MoviePass had over 3 million users by June of 2018 but were losing almost double what they brought in, and funding was running thin. Helios finally ran out of money and shut down the program this past weekend.

Big theater chains saw an enormous opportunity once MoviePass shut down and are offering their own subscription movie passes. AMC is offering something called Stub A-List which it launched in June to fill the void that MoviePass is leaving. The big theater chains had no reason to play ball with an outsider like Helios when they could just watch it bleed dry and launch their own ticket subscription.

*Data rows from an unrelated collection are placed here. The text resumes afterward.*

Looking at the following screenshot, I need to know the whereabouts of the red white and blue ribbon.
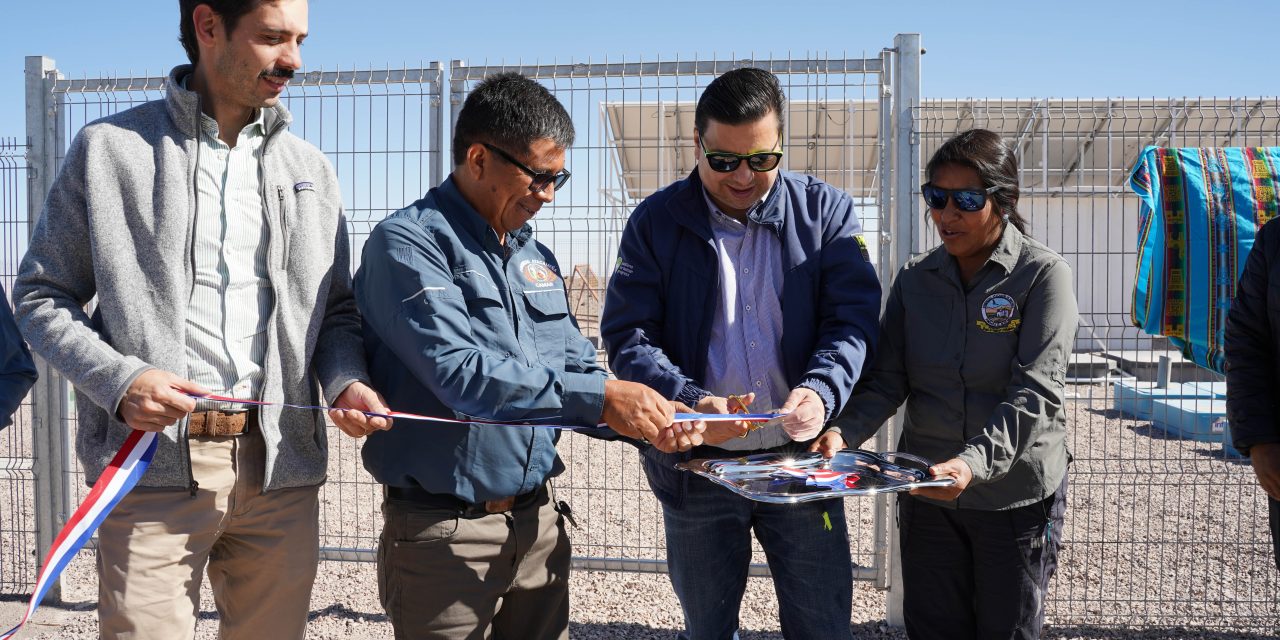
[0,394,780,640]
[0,431,156,640]
[188,393,782,430]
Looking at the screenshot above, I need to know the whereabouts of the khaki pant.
[97,429,320,640]
[378,488,570,640]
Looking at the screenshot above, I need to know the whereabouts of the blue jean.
[662,479,854,640]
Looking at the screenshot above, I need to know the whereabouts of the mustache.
[259,68,293,79]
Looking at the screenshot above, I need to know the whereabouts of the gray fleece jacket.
[13,65,367,490]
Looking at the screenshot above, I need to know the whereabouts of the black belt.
[387,486,543,518]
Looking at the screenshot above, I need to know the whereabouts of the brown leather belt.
[387,486,541,517]
[187,411,257,438]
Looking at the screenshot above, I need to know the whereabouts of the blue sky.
[0,0,1280,136]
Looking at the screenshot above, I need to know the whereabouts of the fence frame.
[17,33,1262,634]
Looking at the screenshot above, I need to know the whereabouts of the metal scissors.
[726,393,769,438]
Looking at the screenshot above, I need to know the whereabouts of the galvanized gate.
[0,35,1280,635]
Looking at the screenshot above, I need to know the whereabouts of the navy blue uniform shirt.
[355,177,607,502]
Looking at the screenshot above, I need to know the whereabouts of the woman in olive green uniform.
[815,129,1078,639]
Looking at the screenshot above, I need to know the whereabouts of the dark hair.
[178,0,269,64]
[453,72,573,166]
[924,129,1027,234]
[694,67,787,136]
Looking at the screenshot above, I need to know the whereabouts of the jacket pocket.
[525,288,572,370]
[453,269,502,309]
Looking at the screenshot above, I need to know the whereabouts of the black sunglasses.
[481,142,573,193]
[698,136,782,173]
[920,182,1000,212]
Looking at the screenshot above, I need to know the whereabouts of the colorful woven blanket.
[1129,147,1280,374]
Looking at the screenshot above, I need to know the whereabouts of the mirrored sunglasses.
[698,137,782,173]
[920,183,1000,212]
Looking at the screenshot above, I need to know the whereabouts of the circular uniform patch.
[520,260,557,287]
[978,293,1021,333]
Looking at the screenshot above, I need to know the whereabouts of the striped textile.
[1129,147,1280,374]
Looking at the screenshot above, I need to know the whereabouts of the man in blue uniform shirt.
[356,73,701,640]
[600,68,881,640]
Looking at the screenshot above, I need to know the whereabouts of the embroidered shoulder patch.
[978,293,1023,333]
[854,233,872,262]
[613,256,635,278]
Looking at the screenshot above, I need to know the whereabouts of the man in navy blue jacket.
[356,73,701,640]
[1224,221,1280,568]
[602,69,881,640]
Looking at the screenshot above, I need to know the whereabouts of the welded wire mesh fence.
[0,48,1280,631]
[914,99,1280,632]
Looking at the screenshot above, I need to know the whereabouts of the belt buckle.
[484,495,516,513]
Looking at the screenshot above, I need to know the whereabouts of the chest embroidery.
[978,293,1023,333]
[520,260,559,287]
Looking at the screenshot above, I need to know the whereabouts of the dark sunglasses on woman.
[920,182,1000,212]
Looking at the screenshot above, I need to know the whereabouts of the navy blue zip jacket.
[355,177,616,502]
[600,172,881,506]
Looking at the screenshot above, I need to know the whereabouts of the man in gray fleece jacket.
[14,0,390,640]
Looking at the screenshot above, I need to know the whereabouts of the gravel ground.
[0,387,1280,640]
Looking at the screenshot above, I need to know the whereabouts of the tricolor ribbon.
[0,393,780,640]
[0,431,156,640]
[189,393,782,430]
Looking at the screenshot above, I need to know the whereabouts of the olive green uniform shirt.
[833,225,1078,511]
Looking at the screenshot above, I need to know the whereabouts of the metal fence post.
[429,60,453,187]
[440,60,467,182]
[26,55,69,602]
[881,33,923,626]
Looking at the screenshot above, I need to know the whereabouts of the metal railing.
[12,43,911,593]
[0,138,37,594]
[914,99,1280,634]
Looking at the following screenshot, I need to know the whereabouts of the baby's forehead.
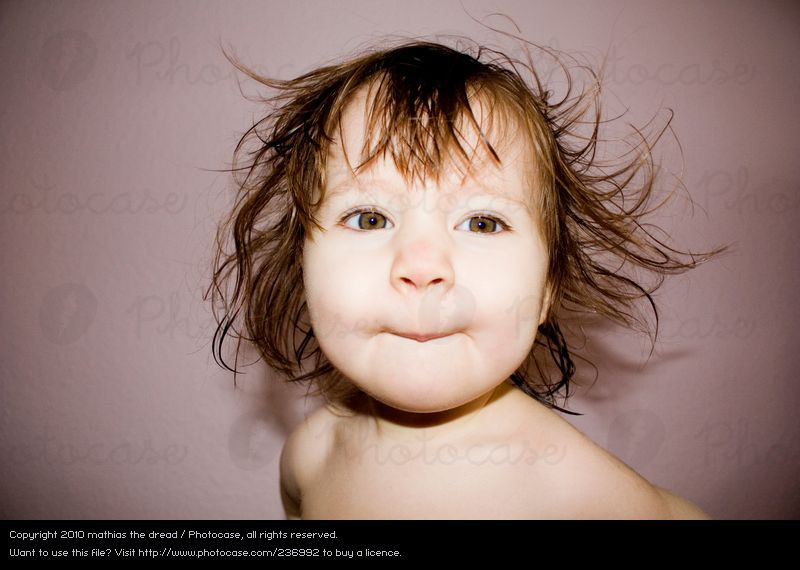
[323,89,537,212]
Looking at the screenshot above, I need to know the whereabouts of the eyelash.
[339,208,514,235]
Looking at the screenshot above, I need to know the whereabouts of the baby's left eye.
[458,215,506,234]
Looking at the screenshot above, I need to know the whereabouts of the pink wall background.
[0,0,800,519]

Implications for Unprofitable Tech Startups

MoviePass was undoubtedly a great idea, and its adaptation by the larger theater chains after its demise proved that. Helios’s inability to partner with the larger player in the industry was the core of its demise, losing $100s of millions of investors’ money.

This is also proof that a good idea with strong customer demand doesn’t always turn out to be a good investment. This a cautionary tale for investors that have positions in recent IPOs like Lyft (LYFT - Free Report) , Uber (UBER - Free Report) , and Slack (WORK - Free Report) . All unprofitable and unproven businesses models. These stocks are down a substantial amount since their IPOs earlier this year.

WeWorks upcoming IPO is struggling to attract investors with its expected public valuation being less than half of what its most recent round of funding valued the company at. Investors are becoming increasingly skeptical about unprofitable firms.

California is in the midst of passing a ground-breaking bill that would make Uber and Lyft drivers employees instead of independent contractors. This could have significant adverse effects on the cost structure of both these ride-hailing firms if the bill becomes widespread.

Take Away

The global economy and markets worldwide are in a tumultuous state with trade uncertainty and negative interest rates being the catalyst. The EBC just announced a rate cut and along with a bond-buying stimulus program, while the Federal Reserve is expected to drop rates another quarter basis point this month.

Stocks like UBER, LYFT, and WORK are all seeing share price depreciation because investors don’t know when or if these companies will turn a profit. The rockier the markets become, the less attractive these unproven business models appear. MoviePass’s cautionary tale should be considered before investing in one of these types of companies.